ISLAMABAD, Feb 7: Prime Minister Shaukat Aziz has again assured international donors and his countrymen that earthquake reconstruction funds would be used in a transparent manner.
“We are committed to improving transparency and making enforcement and audit stronger,” he told a two-day workshop on “transparent utilization of earthquake reconstruction funds” which opened here on Tuesday.
“Everything that the Earthquake Reconstruction and Rebuilding Authority (Erra) gets (and spends) will be transparent,” he said.
International donors have pledged $6.5 billion and the President’s Relief Fund has received over Rs6 billion for the purpose.
The Berlin-based Transparency International’s director, Mr Peter Rooke, earlier said that the ‘oil-for-food’ scandal of Iraq and the tsunami of 2004 acted as a catalyst to address the issue of “corruption in disaster situations”.
“Pakistan is not a new country in receiving (aid),” observed the prime minister, stressing that transparency was “one of the hallmarks” of his government.

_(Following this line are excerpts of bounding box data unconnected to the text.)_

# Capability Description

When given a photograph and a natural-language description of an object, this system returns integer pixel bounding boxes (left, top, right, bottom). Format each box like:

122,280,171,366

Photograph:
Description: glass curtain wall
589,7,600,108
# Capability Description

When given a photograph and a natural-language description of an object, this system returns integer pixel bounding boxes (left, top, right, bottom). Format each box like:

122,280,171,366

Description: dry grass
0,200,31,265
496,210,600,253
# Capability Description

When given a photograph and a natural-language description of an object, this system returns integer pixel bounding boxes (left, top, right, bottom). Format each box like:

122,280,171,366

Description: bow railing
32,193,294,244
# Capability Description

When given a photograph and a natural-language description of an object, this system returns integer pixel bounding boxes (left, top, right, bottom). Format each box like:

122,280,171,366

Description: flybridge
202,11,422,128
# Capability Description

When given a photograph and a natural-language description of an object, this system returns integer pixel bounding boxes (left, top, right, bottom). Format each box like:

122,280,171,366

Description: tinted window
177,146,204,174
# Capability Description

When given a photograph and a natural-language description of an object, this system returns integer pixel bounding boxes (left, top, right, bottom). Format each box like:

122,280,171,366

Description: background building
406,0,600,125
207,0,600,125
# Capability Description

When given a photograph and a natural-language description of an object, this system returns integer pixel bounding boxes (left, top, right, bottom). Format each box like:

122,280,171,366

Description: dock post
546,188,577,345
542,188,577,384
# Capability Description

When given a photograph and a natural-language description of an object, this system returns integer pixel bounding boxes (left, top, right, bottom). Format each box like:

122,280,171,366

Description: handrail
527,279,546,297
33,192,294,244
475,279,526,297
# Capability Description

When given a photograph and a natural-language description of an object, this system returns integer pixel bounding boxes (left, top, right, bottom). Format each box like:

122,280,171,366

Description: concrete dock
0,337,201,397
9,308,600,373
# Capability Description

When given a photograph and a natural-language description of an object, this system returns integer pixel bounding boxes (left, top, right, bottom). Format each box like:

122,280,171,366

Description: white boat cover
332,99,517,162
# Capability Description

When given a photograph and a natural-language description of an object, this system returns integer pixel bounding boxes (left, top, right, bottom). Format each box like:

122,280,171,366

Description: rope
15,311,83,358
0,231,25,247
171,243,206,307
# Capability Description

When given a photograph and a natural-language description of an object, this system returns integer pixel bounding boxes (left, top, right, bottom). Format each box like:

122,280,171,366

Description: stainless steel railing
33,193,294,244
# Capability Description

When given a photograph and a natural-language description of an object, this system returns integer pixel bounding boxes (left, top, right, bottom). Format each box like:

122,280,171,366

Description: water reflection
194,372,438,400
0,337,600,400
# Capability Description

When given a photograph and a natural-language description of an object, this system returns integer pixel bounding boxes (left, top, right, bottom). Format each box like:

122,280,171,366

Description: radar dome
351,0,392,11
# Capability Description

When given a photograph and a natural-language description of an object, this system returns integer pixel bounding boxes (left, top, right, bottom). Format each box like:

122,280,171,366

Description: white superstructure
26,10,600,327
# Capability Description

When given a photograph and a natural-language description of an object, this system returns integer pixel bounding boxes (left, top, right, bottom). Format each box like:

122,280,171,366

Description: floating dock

External and domestic auditors, people of high integrity and the parliament would keep utilization of earthquake funds under scrutiny, he said.
Above all, the prime minister said, a vibrant media exists in the country, which “can ask any question - after doing research. And we act fast, we react immediately”.
However, he said, the procurement and distribution stages ran the risk of being murky. “There must be a standard for NGOs to be transparent — how they hire staff, collect and spend (their funds)”.
Mr Aziz disclosed that it was he who, as an international banker, had advised Transparency International “to chase corrupt money too, not just bad people and bad business contracts”. His initiative — and 9/11 — led to the framing of anti-money laundering laws.